Gesuiti – Commento al Vangelo del giorno, 8 Aprile 2020

Sicuramente è capitato a tutti qualche volta di essere così sicuri di qualcosa da non avere dubbi e di conseguenza procedere avanti come un treno, ciechi e sordi dinanzi alle conseguenze. Giuda è un apostolo, ha ascoltato e seguito Gesù per tanto tempo, ha gustato in prima persona la rivelazione di Dio; quella rivelazione che oggi è trasmessa a noi e di cui siamo annunciatori. Giuda, in fin dei conti, è uno come tanti di noi che hanno la pretesa, spesso inconscia, di insegnare a Dio cosa è meglio, convinti di essere in grado di aggiustare e riadattare la salvezza.

Giuda ci mostra le fragilità dell’uomo che non si arrende e fa di tutto per trovare una soluzione a un problema che si è inventato da solo perché come la pecorella smarrita si è allontanato dall’amore, forse dandolo per scontato, e si è avventurato in qualcosa che va oltre le proprie forze.

La storia d’amore richiede il nostro sì: continuamente dobbiamo affrontare le tentazioni e superarle, ma mai da soli. Anche in questi giorni faticosi la forza della preghiera ci aiutano a non perderci, a non uscire dalla comunione, mettendoci in guardia in particolare dai pericoli collaterali della quarantena: assopirci in una routine monotona, pigra ed egoista.

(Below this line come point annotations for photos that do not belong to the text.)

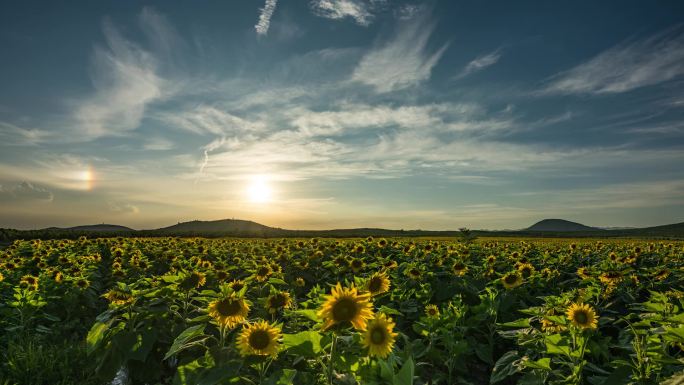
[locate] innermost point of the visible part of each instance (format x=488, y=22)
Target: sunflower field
x=342, y=311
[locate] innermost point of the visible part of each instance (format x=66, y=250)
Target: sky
x=325, y=114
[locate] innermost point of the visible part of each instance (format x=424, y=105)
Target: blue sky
x=342, y=113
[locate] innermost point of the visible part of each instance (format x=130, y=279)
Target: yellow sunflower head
x=378, y=283
x=259, y=338
x=236, y=285
x=193, y=280
x=611, y=277
x=582, y=316
x=511, y=280
x=263, y=272
x=278, y=301
x=82, y=283
x=229, y=311
x=459, y=268
x=346, y=305
x=118, y=296
x=432, y=311
x=526, y=269
x=29, y=282
x=379, y=336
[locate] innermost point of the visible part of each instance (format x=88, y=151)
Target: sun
x=259, y=190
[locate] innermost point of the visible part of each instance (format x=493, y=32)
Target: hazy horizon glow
x=337, y=114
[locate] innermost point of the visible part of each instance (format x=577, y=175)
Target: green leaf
x=95, y=336
x=307, y=313
x=507, y=365
x=282, y=377
x=143, y=344
x=521, y=323
x=306, y=343
x=186, y=339
x=390, y=311
x=405, y=375
x=543, y=363
x=556, y=344
x=619, y=376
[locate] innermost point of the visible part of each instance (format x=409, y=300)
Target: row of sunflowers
x=354, y=311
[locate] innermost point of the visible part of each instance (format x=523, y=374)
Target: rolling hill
x=559, y=225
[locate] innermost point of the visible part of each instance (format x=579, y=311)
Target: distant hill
x=227, y=226
x=102, y=228
x=249, y=229
x=559, y=225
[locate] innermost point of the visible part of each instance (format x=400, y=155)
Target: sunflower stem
x=332, y=358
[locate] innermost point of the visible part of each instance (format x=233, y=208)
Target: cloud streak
x=358, y=10
x=627, y=66
x=264, y=22
x=403, y=61
x=480, y=63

Riflettere, confrontarci, continuare a pregare insieme è fondamentale per non dimenticarci che, come Giuda, abbiamo mangiato allo stesso piatto di Gesù, alla mensa eucaristica. Il Figlio ci mostra amorevolmente la nostra debolezza per dirci che siamo più forti se ci affidiamo al Padre dicendogli: “Sono tutto tuo!”. Così saremo riabilitati con il nostro nome e non saremo più sconosciuti, ma santi.